Accurate and Efficient Approximation of the Null Distribution of Rao's Spacing Test
Yoshiki Kinoshita, Aya Shinozaki, Toshinari Kamakura

TL;DR
This paper introduces a recursive moment-based approximation method for Rao's spacing test null distribution, enabling accurate p-value computation for any sample size without relying on pre-tabulated critical values.
Contribution
We develop a novel recursive moment calculation combined with Gram-Charlier expansion to accurately approximate Rao's spacing test distribution for arbitrary sample sizes.
Findings
Method achieves high accuracy across various sample sizes.
Eliminates dependence on limited critical value tables.

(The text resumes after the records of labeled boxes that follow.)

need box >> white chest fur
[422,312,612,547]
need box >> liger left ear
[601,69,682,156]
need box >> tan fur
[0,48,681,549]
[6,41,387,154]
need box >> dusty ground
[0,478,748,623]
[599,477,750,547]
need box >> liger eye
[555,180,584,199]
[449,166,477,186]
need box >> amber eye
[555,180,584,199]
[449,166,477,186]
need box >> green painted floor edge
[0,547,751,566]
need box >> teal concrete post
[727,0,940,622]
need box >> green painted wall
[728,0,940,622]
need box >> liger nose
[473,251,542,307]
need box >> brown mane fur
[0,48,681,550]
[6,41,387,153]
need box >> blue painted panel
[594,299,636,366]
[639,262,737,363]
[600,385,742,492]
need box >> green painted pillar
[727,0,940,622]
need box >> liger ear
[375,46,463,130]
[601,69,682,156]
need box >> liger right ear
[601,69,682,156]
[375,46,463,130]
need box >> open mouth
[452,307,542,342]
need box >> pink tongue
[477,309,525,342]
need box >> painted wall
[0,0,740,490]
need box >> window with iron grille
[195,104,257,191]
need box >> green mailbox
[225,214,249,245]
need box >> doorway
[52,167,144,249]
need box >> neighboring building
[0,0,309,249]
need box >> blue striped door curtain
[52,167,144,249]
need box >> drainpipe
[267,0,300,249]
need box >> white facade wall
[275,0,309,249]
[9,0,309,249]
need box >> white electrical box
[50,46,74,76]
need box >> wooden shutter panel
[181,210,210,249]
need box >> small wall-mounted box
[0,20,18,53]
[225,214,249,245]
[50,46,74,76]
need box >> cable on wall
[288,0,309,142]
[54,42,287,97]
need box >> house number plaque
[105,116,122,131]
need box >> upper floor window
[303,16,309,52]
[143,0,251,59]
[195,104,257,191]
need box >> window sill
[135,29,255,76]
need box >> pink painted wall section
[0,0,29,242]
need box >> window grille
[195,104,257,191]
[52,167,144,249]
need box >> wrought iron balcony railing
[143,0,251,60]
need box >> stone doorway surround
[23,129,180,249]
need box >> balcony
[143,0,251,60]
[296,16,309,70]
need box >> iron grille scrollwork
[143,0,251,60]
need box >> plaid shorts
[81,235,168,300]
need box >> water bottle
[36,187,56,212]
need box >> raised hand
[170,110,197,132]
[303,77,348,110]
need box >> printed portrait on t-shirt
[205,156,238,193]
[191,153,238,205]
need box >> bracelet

Effective for large and small sample sizes.
Abstract
Rao's spacing test is a widely used nonparametric method for assessing uniformity on the circle. However, its broader applicability in practical settings has been limited because the null distribution is not easily calculated. As a result, practitioners have traditionally depended on pre-tabulated critical values computed for a limited set of sample sizes, which restricts the flexibility and generality of the method. In this paper, we address this limitation by recursively computing higher-order moments of the Rao's spacing test statistic and employing the Gram-Charlier expansion to derive an accurate approximation to its null distribution. This approach allows for the efficient and direct computation of p-values for arbitrary sample sizes, thereby eliminating the dependency on existing critical value tables. Moreover, we confirm that our method remains accurate and effective even for…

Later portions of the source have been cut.